Shoot Out at the Fantasy Factory

Review by Gary Hill

Traffic was always an interesting band. They were never looking to fit into any particular musical boxes, but rather always sought to build their own sound regardless of what anyone labeled them. Of course, since we divide Music Street Journal up based on genres, I’m going to have to label this album and I’m putting it under progressive rock. Is the whole disc prog? No, but most of it is. The whole disc is great, though.

This review is available in book format (hardcover and paperback) in Music Street Journal: 2010  Volume 2 at
Track by Track Review
Shoot Out at the Fantasy Factory

Percussion leads off and the group launch out from there. It’s a real hard rocker and perhaps a bit more straight ahead than a lot of music the band did. There’s a tasty guitar solo section and this cut is just a little raw in some ways. There is a cool jam late in the piece that’s more in keeping with the type of sound one usually thinks of when Traffic comes to mind.

Roll Right Stones
Starting off in a more mellow mode, this is pretty much a prog rock piece.

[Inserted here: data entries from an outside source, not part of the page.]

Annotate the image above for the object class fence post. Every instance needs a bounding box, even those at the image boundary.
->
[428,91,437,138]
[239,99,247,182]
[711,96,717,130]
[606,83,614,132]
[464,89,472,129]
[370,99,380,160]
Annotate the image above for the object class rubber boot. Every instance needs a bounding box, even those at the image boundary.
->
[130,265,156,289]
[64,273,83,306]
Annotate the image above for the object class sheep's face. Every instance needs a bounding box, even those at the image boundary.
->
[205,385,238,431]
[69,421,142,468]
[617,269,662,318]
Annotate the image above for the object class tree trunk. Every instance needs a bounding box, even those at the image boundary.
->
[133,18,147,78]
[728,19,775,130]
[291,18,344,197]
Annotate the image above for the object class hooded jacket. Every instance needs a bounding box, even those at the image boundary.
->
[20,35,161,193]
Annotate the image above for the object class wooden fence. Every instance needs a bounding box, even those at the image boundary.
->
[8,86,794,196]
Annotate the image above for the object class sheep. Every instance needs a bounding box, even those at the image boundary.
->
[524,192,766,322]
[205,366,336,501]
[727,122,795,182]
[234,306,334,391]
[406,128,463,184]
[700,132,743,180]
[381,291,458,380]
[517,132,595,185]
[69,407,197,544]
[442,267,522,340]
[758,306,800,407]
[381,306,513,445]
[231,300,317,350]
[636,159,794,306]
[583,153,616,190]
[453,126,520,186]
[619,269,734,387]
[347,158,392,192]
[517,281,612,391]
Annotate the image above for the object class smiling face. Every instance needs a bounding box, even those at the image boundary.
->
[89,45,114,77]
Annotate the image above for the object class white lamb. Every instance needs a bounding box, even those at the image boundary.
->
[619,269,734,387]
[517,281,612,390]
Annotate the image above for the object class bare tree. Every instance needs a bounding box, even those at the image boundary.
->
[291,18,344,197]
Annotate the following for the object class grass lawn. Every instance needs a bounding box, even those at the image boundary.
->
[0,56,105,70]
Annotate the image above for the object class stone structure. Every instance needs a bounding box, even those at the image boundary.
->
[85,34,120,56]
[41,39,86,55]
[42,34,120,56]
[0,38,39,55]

It’s balladic and pretty and closer to the type of sound that is normally considered to be “Traffic-like.” It works out into more rock sounds and there’s a bit of a funk nature to it, but then we get a rather spacey jam from there. They take this through a number of changes and there’s a tasty dropped down section later. There is also a space rock sort of segment mid track. At almost twelve minutes in length, this is really epic in proportion.
Evening Blue
Another that’s really a progressive rock piece, this has that classic Traffic sound. It’s another that’s mellower and quite melodic. It’s essentially a ballad and includes some tasty horn work. It also has some cool emotion and musical textures. 
Tragic Magic
Although this instrumental could surely be considered jazz, I’d log it in as another progressive rock piece. It’s a cool tune that has a great groove and at times makes me think of Dark Side of the Moon era Pink Floyd. 
(Sometimes I Feel So) Uninspired
This is essentially a powered up ballad. In some ways it reminds me of Elton John, but of course, it’s also all Traffic. I’d probably lump this one is as progressive rock, too, but barely. Whatever you call it, though, the slowly growing atmosphere of the piece just works like a charm.